Type: Oral
Session: 803. Emerging Tools, Techniques and Artificial Intelligence in Hematology: Reading the Blood: Generative and Discriminative AI in Hematology
Hematology Disease Topics & Pathways:
Research, Translational Research, bioinformatics, computational biology, emerging technologies, Technology and Procedures, profiling, omics technologies
Method: Here, we present the implementation of BinaryClust2 to three example MC datasets: In-house dataset from peripheral blood mononuclear cells (PBMCs) of 9 baseline myeloproliferative neoplasm (MPN) patients (~4 million cells), previously published data from 11 MPN patients receiving influenza vaccine (~0.2million cells), and published dataset of 59 covid patients and 23 healthy donors (~2million cells). BinaryClust2 has a streamlined analytical workflow, which comprises the following steps (Figure 1A):
Step 1: Quality control, batch effect evaluation and correction
Data quality control is a separate step before downstream analysis which includes diagnostic plots and batch effect examination. Algorithms CytofRUV and CytoNorm are available in the pipeline to remove unwanted variations caused by batch effects.
Step 2: Semi-supervised identification of main cell types
BinaryClust2 adopts a knowledge-based semi-supervised approach to predict main cell types. Users are required to provide a simple marker expression matrix of pre-defined cell types along with fcs files and metadata to construct a SingleCellExperiment (SCE) object, then the embedded algorithm can automatically classify cell populations without manual annotation.
Step 3: In-depth interrogation and differential testing
Specific population can be further extracted from whole cells and subject to in-depth exploration using unsupervised algorithms for subpopulation discovery. Dimensionality reduction tools UMAP and TSNE, unsupervised clustering methods Phenograph and flowSOM, and various data visualization plotting functions are offered in BinaryClust2. For statistical analysis, multiple study group comparison (n>2) of cell abundance and functional marker expression is supported via Kruskal Wallis test with multiple testing correction and post hoc analysis.

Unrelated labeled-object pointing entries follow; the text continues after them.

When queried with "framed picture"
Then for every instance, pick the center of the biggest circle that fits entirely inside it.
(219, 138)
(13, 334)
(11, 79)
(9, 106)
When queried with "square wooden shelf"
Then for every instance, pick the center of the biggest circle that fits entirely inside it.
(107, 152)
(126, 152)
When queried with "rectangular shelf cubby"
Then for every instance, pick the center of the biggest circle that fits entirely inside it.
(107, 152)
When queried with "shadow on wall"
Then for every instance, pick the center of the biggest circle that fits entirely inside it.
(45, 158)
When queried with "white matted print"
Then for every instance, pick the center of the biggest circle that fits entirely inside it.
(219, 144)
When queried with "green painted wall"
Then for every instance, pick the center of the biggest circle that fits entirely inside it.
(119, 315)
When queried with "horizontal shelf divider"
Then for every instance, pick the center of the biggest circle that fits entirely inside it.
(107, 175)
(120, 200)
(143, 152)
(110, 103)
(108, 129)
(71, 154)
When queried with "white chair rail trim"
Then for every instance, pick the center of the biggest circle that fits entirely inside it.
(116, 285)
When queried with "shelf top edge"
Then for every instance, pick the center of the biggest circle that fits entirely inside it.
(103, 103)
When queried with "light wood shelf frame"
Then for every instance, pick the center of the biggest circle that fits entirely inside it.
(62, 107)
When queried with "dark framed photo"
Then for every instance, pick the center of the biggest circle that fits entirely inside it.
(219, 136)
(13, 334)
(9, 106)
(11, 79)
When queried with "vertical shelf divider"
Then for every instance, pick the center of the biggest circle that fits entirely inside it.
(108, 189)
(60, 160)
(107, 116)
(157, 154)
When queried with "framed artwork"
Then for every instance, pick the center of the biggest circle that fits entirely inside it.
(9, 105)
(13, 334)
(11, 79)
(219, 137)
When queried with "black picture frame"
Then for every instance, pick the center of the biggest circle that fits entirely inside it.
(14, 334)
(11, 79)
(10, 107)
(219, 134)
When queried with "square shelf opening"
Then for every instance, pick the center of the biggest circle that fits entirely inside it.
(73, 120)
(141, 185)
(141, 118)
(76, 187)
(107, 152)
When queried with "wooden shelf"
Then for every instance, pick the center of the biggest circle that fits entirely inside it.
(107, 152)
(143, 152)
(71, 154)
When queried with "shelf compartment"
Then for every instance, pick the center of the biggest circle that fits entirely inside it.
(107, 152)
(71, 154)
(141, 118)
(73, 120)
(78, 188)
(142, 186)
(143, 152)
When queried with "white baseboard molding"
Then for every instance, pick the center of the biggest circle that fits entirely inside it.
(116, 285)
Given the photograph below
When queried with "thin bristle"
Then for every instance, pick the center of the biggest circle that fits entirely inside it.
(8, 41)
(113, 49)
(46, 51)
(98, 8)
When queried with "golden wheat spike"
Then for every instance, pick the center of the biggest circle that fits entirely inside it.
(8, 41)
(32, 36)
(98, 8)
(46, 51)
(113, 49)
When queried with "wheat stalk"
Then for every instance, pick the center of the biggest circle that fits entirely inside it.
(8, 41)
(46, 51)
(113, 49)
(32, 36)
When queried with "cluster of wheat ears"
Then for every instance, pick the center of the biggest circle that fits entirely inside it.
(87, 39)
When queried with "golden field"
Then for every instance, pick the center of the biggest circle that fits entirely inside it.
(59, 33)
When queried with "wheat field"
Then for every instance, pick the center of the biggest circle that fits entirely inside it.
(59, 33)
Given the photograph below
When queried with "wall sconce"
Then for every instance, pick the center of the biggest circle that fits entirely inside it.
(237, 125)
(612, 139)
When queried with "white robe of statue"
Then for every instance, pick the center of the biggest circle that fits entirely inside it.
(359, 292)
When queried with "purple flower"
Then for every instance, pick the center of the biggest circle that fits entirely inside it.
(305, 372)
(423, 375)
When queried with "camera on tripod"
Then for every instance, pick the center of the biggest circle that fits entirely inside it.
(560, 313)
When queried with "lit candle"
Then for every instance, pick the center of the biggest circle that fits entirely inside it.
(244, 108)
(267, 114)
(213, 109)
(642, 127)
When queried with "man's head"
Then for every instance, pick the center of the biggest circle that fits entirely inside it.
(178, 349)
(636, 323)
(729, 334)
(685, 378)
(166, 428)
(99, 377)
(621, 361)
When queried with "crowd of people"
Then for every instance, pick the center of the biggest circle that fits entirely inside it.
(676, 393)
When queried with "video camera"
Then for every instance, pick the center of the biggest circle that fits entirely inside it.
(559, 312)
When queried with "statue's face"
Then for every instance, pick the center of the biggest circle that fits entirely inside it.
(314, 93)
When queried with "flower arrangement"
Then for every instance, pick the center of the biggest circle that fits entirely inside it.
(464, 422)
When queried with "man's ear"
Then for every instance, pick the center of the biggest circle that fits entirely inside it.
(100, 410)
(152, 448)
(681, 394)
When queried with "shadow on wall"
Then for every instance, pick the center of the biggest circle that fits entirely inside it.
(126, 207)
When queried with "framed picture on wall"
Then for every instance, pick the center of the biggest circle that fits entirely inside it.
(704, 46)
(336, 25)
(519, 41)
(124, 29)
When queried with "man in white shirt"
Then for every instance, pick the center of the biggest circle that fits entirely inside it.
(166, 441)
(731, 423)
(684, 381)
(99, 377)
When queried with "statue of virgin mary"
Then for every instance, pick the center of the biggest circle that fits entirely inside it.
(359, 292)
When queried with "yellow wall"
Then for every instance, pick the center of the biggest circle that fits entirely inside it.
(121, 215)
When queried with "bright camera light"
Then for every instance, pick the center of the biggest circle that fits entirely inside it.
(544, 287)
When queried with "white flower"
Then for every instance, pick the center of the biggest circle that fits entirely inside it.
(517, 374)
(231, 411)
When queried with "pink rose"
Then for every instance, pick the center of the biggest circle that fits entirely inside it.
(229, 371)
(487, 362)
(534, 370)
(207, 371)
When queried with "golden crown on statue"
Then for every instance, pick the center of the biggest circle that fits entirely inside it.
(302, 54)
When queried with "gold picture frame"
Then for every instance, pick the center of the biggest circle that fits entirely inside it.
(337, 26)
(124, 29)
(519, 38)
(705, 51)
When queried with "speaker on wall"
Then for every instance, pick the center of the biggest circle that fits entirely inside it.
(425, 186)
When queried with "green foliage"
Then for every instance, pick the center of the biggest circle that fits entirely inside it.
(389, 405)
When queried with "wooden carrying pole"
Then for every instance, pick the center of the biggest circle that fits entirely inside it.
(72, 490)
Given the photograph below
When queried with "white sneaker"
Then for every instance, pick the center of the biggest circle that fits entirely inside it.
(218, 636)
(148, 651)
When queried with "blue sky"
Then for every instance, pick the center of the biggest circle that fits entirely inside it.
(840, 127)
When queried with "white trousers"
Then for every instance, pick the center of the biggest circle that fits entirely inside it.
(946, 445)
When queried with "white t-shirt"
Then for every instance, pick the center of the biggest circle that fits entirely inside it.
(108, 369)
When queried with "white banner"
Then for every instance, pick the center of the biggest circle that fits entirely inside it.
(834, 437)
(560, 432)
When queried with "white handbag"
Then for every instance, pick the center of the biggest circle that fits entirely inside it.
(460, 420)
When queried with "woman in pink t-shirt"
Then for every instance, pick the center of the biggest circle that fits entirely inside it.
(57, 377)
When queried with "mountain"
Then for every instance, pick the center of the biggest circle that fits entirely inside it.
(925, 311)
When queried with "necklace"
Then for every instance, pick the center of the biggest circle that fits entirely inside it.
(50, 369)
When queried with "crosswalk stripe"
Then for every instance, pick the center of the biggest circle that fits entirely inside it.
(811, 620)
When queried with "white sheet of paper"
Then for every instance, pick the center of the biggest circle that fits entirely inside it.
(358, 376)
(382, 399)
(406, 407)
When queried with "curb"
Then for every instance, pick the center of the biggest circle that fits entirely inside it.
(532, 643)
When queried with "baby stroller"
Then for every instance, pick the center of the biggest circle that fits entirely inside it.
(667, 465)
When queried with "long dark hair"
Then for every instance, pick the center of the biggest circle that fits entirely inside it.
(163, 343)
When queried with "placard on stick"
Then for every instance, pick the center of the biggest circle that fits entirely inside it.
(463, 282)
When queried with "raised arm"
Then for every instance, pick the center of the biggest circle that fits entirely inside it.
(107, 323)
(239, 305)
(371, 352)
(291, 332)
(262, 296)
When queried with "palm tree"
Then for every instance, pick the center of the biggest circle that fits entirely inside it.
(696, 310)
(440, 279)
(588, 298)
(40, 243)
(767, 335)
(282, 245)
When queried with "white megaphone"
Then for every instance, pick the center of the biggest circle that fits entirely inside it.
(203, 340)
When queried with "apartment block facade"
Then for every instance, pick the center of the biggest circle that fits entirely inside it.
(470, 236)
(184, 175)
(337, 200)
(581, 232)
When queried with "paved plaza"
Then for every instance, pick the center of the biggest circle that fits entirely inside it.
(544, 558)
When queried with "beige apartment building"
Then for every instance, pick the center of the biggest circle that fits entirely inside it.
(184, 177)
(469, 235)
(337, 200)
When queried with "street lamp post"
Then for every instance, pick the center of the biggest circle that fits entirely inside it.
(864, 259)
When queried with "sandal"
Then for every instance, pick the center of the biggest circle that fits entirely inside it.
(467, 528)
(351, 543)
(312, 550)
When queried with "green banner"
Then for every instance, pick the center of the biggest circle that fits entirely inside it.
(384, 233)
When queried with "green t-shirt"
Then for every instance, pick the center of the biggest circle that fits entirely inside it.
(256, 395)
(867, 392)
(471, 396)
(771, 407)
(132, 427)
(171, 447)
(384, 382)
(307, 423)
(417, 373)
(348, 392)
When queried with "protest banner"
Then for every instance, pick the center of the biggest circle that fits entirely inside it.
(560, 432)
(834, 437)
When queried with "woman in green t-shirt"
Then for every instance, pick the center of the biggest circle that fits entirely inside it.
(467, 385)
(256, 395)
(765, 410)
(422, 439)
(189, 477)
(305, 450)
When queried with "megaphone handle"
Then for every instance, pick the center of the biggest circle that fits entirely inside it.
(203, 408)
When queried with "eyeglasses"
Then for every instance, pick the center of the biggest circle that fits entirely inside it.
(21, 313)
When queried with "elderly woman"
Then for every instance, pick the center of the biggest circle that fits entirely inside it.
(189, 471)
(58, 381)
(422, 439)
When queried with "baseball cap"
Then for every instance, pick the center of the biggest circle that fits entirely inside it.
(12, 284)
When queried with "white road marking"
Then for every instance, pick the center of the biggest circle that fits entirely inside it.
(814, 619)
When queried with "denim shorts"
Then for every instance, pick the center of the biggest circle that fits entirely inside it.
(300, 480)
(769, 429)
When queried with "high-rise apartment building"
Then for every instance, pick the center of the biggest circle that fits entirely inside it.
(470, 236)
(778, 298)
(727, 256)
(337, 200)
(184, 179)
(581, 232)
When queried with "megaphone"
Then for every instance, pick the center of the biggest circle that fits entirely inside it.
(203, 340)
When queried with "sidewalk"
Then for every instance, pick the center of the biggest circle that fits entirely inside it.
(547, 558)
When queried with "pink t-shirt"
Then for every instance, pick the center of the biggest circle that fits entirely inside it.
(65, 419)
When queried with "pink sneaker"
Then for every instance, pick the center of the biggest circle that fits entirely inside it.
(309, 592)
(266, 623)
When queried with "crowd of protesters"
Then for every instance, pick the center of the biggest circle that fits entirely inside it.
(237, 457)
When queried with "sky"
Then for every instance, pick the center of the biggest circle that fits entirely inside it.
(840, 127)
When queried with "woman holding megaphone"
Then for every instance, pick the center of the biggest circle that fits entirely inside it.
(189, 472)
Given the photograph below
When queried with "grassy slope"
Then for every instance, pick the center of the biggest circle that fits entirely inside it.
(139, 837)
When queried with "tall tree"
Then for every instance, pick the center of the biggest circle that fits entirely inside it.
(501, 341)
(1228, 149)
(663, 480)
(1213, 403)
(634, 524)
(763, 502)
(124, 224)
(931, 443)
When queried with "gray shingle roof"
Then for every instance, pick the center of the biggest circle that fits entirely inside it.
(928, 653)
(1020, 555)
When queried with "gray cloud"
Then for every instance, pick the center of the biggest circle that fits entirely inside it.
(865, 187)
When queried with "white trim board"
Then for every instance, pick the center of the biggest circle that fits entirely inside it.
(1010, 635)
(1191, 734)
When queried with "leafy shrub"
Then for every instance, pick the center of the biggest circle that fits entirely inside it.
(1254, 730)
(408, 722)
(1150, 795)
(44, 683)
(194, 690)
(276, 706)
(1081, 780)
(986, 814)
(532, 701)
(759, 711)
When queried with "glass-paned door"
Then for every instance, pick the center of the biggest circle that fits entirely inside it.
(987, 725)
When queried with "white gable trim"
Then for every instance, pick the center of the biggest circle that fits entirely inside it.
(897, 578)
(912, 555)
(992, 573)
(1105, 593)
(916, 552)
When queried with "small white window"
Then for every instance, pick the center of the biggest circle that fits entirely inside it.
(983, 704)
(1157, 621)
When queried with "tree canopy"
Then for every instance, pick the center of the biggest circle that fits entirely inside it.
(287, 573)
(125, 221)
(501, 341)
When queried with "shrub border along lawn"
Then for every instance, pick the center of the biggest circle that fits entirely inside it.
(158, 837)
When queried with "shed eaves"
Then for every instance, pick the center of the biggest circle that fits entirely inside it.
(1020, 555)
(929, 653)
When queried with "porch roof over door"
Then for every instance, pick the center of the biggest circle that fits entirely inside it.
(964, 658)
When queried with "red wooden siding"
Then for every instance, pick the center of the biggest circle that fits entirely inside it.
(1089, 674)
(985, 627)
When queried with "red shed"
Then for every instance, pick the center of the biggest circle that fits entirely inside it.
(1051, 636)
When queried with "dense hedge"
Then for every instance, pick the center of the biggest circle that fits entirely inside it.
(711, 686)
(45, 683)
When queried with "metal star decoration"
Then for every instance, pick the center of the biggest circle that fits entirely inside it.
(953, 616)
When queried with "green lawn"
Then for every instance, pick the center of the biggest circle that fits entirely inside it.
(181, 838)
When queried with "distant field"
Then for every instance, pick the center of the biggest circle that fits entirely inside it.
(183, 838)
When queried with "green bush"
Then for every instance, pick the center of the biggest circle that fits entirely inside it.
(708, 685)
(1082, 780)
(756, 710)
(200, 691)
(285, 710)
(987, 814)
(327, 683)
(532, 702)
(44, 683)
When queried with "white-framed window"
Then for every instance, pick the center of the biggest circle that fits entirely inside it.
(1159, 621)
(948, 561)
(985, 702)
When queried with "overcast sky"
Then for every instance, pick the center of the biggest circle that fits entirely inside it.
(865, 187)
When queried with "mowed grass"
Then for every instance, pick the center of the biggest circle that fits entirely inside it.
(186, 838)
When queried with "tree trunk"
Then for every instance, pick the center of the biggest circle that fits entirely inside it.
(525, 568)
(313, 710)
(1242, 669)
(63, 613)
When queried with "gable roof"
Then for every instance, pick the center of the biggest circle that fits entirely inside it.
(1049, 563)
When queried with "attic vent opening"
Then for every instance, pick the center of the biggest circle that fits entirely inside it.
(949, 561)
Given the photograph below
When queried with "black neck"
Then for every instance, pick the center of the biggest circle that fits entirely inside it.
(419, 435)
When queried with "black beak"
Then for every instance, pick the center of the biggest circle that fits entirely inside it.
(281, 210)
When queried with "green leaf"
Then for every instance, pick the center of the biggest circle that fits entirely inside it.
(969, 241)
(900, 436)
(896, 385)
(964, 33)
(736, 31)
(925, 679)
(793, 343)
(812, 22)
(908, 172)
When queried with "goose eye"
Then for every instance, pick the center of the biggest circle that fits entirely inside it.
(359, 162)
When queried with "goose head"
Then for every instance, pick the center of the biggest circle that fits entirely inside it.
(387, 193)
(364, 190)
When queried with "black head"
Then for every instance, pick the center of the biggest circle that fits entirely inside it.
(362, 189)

Results: The performance of the semi-supervised classification function was tested independently in the MPN and influenza PBMC datasets, 7 main cell lineages were identified with accuracy comparable to manual gating by human experts (Figure 1B): average F-measure reached 0.93 and 0.98 respectively. Moreover, taking manual gating as ground truth reference, BinaryClust2 outperformed the unsupervised approach flowSOM concerning accuracy (F-measure: 0.93 vs. 0.70) and speed (140s vs 339s) in MPN dataset, while remaining equivalent to the well-performing semi-supervised approach LDA in accuracy (F-measure: 0.93 vs. 0.93) but faster in runtime (140s vs 595s), as shown in Table 1. Application to covid-19 dataset by Chevrier et al. achieved reproducible results and additional discoveries. 13 main cell types were characterised, abundance of B cells, Basophils, cDCs, DN T cells, Monocytes, Neutrophils, NK cells, pDCs, CD8 T cells obtained statistical significance (all P<0.05) among study conditions (healthy, mild covid, severe covid). We also grouped markers reflecting functional status of immune cells and found Granzyme B expression was significantly increased in the majority of main immune cells of covid patients. Phenograph was further applied in neutrophils and monocytes and returned 14 and 16 subsets respectively.
Conclusion: Overall, BinaryClust2 incorporates expert’s prior biological knowledge in a semi-supervised fashion to accurately deconvolute well-defined main cell lineages, while also preserving the potential of unsupervised approaches to discover novel cell subsets and providing a user-friendly toolset to remove the analytical barrier for high-dimensional immune profiling.
Disclosures: Kordasti: Novartis: Honoraria, Membership on an entity's Board of Directors or advisory committees; MorphoSys: Research Funding; Beckman Coulter: Honoraria.